1. The problem statement, all variables and given/known data

2. Relevant equations

For R, current I=E/R and for X, I=E/X... both are seperate cases.

3. The attempt at a solution

Why does the balancing change?
The potential difference across each resistor is E Itself right?

I tried by assuming an arbitary internal resistance r.
but in the book, it given as:
E2/E1 = iX/iR
but how is I same in this case when resistance is varied?
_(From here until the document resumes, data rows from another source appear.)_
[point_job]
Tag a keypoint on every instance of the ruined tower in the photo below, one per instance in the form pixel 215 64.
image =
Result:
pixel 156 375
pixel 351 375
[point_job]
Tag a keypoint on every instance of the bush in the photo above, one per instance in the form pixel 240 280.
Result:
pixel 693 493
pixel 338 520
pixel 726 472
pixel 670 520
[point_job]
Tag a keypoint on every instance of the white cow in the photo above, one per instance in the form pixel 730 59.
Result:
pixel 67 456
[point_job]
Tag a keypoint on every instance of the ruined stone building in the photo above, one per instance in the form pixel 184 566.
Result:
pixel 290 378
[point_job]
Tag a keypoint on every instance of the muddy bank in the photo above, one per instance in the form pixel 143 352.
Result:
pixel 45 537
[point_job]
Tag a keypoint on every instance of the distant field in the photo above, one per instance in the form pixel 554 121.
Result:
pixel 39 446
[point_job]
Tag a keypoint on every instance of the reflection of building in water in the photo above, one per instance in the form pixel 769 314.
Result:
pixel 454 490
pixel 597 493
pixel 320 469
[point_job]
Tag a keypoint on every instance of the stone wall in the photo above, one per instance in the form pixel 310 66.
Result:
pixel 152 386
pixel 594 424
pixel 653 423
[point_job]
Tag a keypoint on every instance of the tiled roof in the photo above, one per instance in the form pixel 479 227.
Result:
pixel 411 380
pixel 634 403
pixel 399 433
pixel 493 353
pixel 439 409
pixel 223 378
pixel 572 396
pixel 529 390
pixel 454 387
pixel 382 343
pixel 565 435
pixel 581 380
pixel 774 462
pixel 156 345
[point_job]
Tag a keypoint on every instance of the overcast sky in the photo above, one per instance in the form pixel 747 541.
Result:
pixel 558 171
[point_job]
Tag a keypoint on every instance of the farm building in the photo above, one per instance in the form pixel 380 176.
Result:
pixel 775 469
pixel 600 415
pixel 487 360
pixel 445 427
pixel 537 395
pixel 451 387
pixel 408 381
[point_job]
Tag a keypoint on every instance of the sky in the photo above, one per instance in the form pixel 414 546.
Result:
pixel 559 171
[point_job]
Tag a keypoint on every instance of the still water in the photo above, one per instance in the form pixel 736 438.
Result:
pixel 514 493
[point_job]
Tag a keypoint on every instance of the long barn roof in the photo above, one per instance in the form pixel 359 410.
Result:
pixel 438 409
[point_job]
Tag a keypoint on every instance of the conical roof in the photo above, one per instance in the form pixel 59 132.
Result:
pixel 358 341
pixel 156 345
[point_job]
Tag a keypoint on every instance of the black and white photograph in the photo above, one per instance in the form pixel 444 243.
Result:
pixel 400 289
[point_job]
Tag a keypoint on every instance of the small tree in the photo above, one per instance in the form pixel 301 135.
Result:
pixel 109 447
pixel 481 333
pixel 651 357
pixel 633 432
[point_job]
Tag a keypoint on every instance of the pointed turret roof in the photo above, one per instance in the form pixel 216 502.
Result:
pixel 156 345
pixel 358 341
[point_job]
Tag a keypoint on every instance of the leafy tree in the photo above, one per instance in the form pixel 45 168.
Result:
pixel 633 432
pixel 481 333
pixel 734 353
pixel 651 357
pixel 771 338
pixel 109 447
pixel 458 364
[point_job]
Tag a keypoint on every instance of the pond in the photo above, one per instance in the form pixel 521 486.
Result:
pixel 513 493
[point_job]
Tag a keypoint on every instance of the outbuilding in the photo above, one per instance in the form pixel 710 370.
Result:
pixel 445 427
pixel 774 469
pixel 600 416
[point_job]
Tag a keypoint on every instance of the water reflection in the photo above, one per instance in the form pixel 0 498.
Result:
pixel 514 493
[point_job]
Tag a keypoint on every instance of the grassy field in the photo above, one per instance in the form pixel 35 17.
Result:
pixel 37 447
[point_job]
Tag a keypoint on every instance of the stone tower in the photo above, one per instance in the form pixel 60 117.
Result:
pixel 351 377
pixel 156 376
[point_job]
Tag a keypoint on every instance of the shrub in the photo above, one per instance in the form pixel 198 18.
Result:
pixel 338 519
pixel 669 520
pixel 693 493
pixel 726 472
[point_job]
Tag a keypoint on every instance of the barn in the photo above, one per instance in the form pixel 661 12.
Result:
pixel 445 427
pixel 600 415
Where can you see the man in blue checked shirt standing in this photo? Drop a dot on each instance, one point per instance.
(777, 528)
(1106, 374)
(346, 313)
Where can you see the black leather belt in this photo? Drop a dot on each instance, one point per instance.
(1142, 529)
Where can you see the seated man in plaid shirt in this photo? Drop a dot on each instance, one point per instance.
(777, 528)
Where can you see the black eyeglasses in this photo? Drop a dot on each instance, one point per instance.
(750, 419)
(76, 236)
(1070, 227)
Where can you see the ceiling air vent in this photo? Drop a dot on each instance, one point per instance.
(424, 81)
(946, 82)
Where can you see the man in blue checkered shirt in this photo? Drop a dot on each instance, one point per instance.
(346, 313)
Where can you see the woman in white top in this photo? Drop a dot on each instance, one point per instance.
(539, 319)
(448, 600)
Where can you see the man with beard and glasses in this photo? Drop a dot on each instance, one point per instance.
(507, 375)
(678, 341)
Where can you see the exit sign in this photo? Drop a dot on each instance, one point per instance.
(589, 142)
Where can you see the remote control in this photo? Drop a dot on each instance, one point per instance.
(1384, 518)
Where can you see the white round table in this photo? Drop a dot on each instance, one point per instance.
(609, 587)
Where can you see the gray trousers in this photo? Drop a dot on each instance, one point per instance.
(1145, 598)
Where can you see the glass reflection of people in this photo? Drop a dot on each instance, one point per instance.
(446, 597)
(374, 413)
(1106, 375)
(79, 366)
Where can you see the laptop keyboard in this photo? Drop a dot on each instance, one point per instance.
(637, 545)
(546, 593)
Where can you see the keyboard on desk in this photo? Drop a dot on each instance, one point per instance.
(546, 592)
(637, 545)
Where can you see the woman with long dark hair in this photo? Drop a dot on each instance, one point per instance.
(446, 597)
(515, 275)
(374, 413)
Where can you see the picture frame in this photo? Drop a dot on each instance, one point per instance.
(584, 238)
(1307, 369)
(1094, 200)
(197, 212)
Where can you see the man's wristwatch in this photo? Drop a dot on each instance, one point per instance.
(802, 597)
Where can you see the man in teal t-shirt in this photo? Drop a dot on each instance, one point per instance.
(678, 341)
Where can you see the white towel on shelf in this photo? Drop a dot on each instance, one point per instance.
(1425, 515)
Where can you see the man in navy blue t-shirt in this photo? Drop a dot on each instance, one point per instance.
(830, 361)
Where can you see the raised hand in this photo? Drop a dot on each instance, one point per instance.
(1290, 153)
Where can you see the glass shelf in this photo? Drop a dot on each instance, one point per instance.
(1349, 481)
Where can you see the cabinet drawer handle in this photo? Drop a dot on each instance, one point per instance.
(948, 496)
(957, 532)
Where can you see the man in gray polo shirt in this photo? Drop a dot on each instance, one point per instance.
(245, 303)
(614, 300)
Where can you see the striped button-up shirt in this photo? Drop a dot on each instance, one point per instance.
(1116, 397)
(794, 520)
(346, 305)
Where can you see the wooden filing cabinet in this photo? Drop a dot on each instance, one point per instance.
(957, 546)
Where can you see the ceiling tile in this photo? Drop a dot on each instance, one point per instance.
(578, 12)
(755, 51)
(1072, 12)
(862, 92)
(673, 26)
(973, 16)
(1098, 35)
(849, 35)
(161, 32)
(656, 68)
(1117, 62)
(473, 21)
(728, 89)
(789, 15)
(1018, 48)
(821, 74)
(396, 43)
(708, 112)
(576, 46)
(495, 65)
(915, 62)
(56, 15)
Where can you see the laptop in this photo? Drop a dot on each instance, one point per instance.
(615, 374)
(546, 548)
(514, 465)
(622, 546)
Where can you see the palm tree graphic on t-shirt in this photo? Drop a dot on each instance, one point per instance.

They have given that I is the current in potentiometer wire.... but how does the that current cause potential difference across R? It should the current E/R or E/X that passes through R and X.

2. Feb 23, 2015

### Faris Shajahan

When I was also in 12th I had exactly the same problem...(NCERT).....

Your doubt is why the current is same and not different right?
Well, I asked my teacher and she simply got angry with me!!!

3. Feb 23, 2015

Potential difference across balancing lengthfor case R Is $V_1=\frac{V_0l_1}{L}$
And for X $V_2=\frac{V_0l_2}{L}$ where l1 and l2 are balancing lengths and V0 is the potential difference across entire length.
in the lower circuit, for R, $i_1=E/R$ and for X $i_2=E/X$ where E is the lower cell. So $\frac{I_1}{I_2}=X/R$
V1/V2 = l1/l2
But $\frac{V_1}{V_2}=\frac{I_1R}{I_2X}$ if you substitute value of ratio of the currents which is equal to X/R, you get V1=V2.

4. Feb 23, 2015

### andrevdh

The cell establishes a current through R (or X) irrespective if the balance point
have been found or not. All that the potentiometer does is it measures the potential
drop over the cell in this state, which is not e when it is balanced since the resistor
(R or X) is drawing current from it.

5. Feb 23, 2015

### Faris Shajahan

Gosh, dude! I was fine but now you have confused me!!!

6. Feb 23, 2015

At balance point, the the current from upper cell will not pass through the lower cell because the potential difference across that part of wire Is same as that across the resistor.
also, since internal resistance is zero, V=iR=E from kirchoff rule in lower loop.

7. Feb 23, 2015

### BvU

This last statement is in conflict with the text of post #1 : 58.3 cm vs 68.5 cm can't be with the same $\epsilon$

8. Feb 23, 2015

Why should the balancing length change?

9. Feb 24, 2015

### andrevdh

The cell establishes a current in the resistor.
This means that its terminal voltage would not
be e due to the voltage drop over its own internal resistor.
The potentiometer sees the terminal voltage over the cell ,
which is the same voltage as that over the R or X resistor.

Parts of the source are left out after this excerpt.